Il attaqua encore les mauvais Médecins par deux Pièces fort Comiques, dont l’un est le Médecin malgré lui, et l’autre le Malade imaginaire. On peut dire qu’il se méprit un peu dans cette dernière Pièce, et qu’il ne se contint pas dans les bornes du pouvoir de la Comédie ; car au lieu de se contenter de blâmer les mauvais Médecins, il attaqua la Médecine en elle-même, la traita de Science frivole, et posa pour principe qu’il est ridicule à un Homme de vouloir en guérir un autre. La Comédie s’est toujours moquée des Rodomonts et de leurs rodomontades ; mais jamais elle n’a raillé, ni les vrais braves, ni la vraie bravoure. Elle s’est réjouie des Pédants et de la Pédanterie, mais elle n’a jamais blâmé, ni les Savants, ni les Sciences. Suivant cette règle il n’a pu trop mal-traiter les Charlatants et les ignorants Médecins, mais il devait en demeurer-là et ne pas tourner en ridicule les bons Médecins, que l’écriture même nous enjoint d’honorer. Quoiqu’il en soit depuis les anciens Poètes Grecs et Latins qu’il a égalés et peut-être surpassés dans le Comique, aucun autre n’a eu tant de talent ni de réputation.

Il mourut le 13 février de l’année 1673 âgé de 52 ou 53 ans. Il a ramassé en lui seul tous les talents nécessaires à un Comédien.
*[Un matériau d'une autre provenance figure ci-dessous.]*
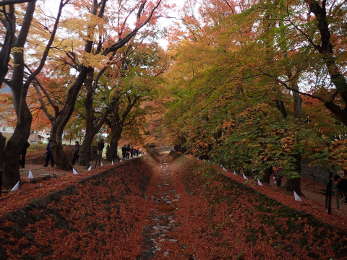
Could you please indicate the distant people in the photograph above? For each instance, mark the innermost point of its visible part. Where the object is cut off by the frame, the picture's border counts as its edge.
(341, 186)
(124, 152)
(23, 152)
(76, 152)
(49, 154)
(100, 147)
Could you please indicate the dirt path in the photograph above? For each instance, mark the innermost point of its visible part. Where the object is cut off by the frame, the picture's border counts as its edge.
(165, 208)
(197, 215)
(158, 234)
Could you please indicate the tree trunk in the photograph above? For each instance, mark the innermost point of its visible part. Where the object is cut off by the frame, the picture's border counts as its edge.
(59, 123)
(294, 184)
(116, 133)
(2, 155)
(267, 175)
(297, 102)
(11, 154)
(60, 158)
(86, 148)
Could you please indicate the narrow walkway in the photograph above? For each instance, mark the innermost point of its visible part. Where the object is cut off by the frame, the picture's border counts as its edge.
(162, 218)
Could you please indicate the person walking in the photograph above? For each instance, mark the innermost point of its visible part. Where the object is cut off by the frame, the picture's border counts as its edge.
(49, 154)
(23, 153)
(76, 152)
(100, 147)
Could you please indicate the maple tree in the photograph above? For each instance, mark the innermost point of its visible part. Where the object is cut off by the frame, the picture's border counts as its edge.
(224, 71)
(15, 37)
(92, 57)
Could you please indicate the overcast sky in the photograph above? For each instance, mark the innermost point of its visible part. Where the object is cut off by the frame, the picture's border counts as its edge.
(52, 5)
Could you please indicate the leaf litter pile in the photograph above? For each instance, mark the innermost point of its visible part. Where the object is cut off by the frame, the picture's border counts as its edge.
(100, 217)
(221, 218)
(105, 216)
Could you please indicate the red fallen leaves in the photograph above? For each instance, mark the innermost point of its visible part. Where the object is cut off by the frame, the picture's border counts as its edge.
(309, 207)
(29, 191)
(225, 220)
(101, 218)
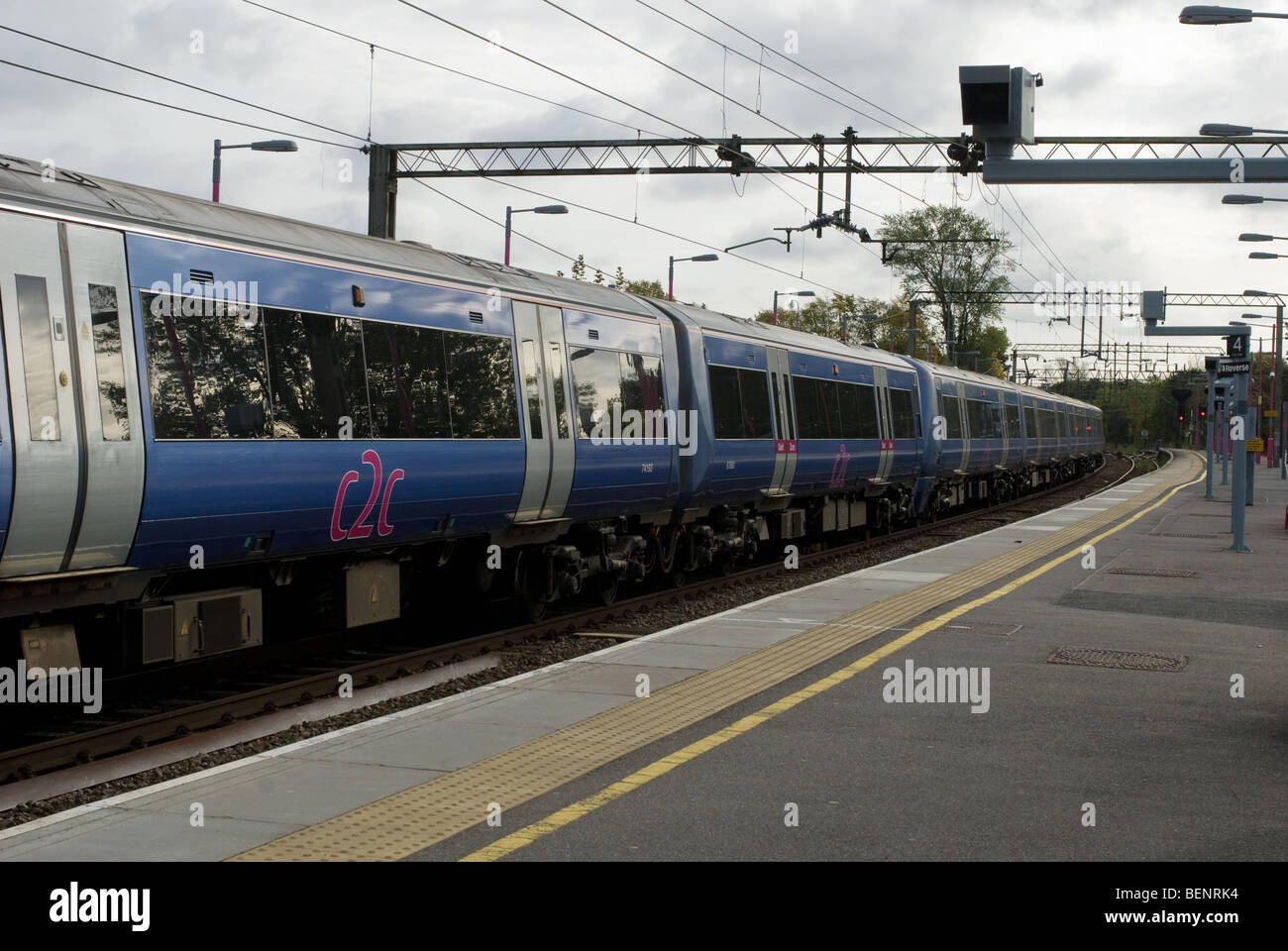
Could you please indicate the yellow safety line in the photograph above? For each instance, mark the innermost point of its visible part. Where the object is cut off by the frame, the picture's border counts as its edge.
(415, 818)
(571, 813)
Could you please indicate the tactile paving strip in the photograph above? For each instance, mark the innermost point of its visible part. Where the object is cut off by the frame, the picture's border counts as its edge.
(419, 817)
(1121, 660)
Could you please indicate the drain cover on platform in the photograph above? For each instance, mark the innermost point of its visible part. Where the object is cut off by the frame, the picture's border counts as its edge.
(1000, 629)
(1121, 660)
(1153, 573)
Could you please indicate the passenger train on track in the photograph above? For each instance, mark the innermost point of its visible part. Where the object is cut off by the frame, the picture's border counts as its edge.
(218, 416)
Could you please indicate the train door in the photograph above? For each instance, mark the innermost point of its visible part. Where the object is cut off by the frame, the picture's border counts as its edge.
(548, 415)
(73, 394)
(785, 420)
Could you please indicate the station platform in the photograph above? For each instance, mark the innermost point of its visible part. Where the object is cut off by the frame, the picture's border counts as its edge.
(1125, 684)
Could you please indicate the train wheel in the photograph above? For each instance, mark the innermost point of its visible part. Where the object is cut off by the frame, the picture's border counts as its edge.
(532, 606)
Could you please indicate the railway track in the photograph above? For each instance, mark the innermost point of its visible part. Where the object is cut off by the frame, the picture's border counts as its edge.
(62, 752)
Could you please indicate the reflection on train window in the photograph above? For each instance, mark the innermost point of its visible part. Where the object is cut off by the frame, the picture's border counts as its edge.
(108, 363)
(561, 392)
(903, 415)
(314, 365)
(209, 375)
(984, 419)
(858, 411)
(1046, 423)
(739, 403)
(1013, 422)
(406, 381)
(38, 359)
(818, 409)
(596, 377)
(642, 390)
(952, 416)
(532, 388)
(481, 386)
(206, 369)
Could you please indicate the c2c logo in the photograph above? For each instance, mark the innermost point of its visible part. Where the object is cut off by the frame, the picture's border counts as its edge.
(360, 528)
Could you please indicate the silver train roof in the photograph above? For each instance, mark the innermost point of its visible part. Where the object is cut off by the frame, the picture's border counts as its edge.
(149, 210)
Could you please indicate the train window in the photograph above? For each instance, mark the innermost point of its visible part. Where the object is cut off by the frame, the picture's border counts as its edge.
(38, 359)
(903, 416)
(739, 403)
(642, 390)
(725, 402)
(952, 416)
(316, 375)
(596, 379)
(1046, 423)
(777, 406)
(481, 386)
(532, 388)
(104, 318)
(555, 364)
(818, 411)
(1013, 422)
(406, 380)
(755, 405)
(859, 411)
(206, 369)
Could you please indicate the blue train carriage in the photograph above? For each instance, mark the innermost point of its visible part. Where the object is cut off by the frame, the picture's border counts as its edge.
(224, 418)
(798, 435)
(1064, 437)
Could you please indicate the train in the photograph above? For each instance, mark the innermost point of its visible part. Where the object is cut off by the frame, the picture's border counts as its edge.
(223, 422)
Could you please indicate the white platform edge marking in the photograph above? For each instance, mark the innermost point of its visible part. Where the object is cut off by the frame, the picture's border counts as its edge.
(76, 812)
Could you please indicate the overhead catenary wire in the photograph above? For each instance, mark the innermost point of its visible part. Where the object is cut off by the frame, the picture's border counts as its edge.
(178, 82)
(178, 108)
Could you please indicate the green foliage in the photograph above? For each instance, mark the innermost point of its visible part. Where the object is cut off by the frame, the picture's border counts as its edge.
(954, 278)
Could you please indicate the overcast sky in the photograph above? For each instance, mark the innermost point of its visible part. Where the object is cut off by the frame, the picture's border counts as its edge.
(1111, 68)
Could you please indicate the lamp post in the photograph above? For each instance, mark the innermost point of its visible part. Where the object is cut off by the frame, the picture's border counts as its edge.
(670, 270)
(790, 292)
(1274, 382)
(540, 210)
(266, 146)
(1220, 16)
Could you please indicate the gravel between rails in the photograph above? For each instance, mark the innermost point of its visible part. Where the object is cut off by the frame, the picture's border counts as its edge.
(535, 655)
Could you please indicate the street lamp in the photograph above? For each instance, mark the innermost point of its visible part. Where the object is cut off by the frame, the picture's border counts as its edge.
(266, 146)
(670, 270)
(1220, 16)
(1225, 131)
(1275, 384)
(789, 294)
(540, 210)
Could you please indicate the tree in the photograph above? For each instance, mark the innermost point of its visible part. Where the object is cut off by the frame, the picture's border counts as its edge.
(841, 318)
(957, 277)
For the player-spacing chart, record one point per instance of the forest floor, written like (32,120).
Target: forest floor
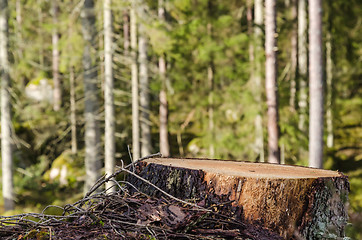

Il a été si excellent Acteur pour le Comique, quoique très médiocre pour le sérieux, qu’il n’a peu être imité que très imparfaitement par ceux qui ont joué son rôle après sa mort. Il a aussi entendu admirablement les habits des Acteurs en leur donnant leur véritable caractère, et il a eu encore le don de leur distribuer si bien les Personnages et de les instruire ensuite si parfaitement qu’ils semblaient moins des Acteurs de Comédie que les vraies Personnes qu’ils représentaient.